Post date: Mar 11, 2016 2:14:28 AM
I obtained this from Victor:
variants.flt.100kmreads_10kdepth_20QS.50cov.phylo.bcf -> 1505 individuals, 324,355 SNVs
used for ML tree with all 1505 individuals
filters: individuals with <100,000 mapped reads removed
variants <50% sampling coverage, max. depth>10000, QS<20 removed
CMD: bcftools view -vd 0.5 variants.raw.bcf | vcfutils.pl varFilter -D 10000 | awk '/^#/ || $6>=20'
I then converted variants.flt.100kmreads_10kdepth_20QS.50cov.phylo.bcf to variants.flt.100kmreads_10kdepth_20QS.50cov.phylo.vcf with bcftools:
bcftools view -N -c -e -g -I -p 0.01 -P full -v variants.flt.100kmreads_10kdepth_20QS.50cov.phylo.bcf > variants.flt.100kmreads_10kdepth_20QS.50cov.phylo.vcf
Hereafter, everything is in /uufs/chpc.utah.edu/common/home/u6000989/projects/timema_moehmm/ at the UofU CHPC.

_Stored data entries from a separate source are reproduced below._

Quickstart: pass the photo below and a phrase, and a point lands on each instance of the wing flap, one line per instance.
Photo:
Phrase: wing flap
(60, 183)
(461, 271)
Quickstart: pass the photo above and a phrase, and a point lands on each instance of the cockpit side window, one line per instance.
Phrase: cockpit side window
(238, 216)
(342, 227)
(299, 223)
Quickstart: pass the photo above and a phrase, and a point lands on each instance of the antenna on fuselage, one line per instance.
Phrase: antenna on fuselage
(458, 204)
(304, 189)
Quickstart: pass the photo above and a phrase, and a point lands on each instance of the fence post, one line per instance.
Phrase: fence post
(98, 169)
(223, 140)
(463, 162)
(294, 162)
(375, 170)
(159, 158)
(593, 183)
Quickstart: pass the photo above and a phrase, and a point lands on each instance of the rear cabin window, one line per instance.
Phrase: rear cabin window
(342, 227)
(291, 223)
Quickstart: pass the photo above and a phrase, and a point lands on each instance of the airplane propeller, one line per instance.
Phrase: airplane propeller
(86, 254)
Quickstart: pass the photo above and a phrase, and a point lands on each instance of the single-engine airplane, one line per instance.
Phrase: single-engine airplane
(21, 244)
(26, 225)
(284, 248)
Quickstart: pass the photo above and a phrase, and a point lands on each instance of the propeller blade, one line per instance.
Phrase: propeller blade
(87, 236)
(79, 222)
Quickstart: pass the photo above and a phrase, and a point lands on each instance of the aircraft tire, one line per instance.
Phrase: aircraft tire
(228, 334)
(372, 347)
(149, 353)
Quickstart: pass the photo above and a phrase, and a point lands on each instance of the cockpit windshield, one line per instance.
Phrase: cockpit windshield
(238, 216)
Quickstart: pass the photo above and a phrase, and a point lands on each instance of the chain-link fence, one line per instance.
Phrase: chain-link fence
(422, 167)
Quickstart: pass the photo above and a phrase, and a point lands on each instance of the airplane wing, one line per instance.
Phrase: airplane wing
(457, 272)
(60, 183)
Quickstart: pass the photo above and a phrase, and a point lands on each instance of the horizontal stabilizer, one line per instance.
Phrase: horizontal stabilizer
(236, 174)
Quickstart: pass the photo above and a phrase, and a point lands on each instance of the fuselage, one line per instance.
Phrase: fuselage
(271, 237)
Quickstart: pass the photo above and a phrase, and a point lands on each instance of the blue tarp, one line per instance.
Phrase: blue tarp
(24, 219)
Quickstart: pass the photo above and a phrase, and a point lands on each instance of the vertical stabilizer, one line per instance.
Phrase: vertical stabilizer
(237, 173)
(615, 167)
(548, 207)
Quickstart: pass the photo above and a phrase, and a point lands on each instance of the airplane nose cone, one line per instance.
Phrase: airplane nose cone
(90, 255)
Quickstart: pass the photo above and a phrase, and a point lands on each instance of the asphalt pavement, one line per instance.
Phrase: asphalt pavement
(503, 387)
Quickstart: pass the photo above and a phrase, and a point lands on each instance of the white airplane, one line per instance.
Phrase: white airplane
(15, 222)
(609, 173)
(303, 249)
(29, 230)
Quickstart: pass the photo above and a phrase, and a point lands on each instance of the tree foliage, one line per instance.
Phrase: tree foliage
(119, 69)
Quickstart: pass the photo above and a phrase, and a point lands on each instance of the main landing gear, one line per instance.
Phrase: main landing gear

Next I converted the vcf to gl format (with only MAF > 1% SNPs retained) and split the gl by population = species, host and locality:
perl subvcf2gl.pl 0.01 variants.flt.100kmreads_10kdepth_20QS.50cov.phylo.vcf
perl splitPops.pl modgbs50.gl
Some of the files (populations) have no or very few individuals. Next I need to infer allele frequencies, but I am doing this only for populations with at least five individuals.
I iterated over the 85 files (populations) with 5+ individuals (in files5plus.txt) with runestpEM.pl. Here is an example command:
estpEM -i timemabart_BMP90_LP.gl -o ptimemabart_BMP90_LP.txt -e 0.0001 -m 20
This creates p_* files with EM allele frequencies in column 3. Note that some allele frequencies appear to be at 0.5, which suggests no data (I am sure this is true for most, but of course not all). Also, it looks like there are runs of SNPs with identical allele frequencies.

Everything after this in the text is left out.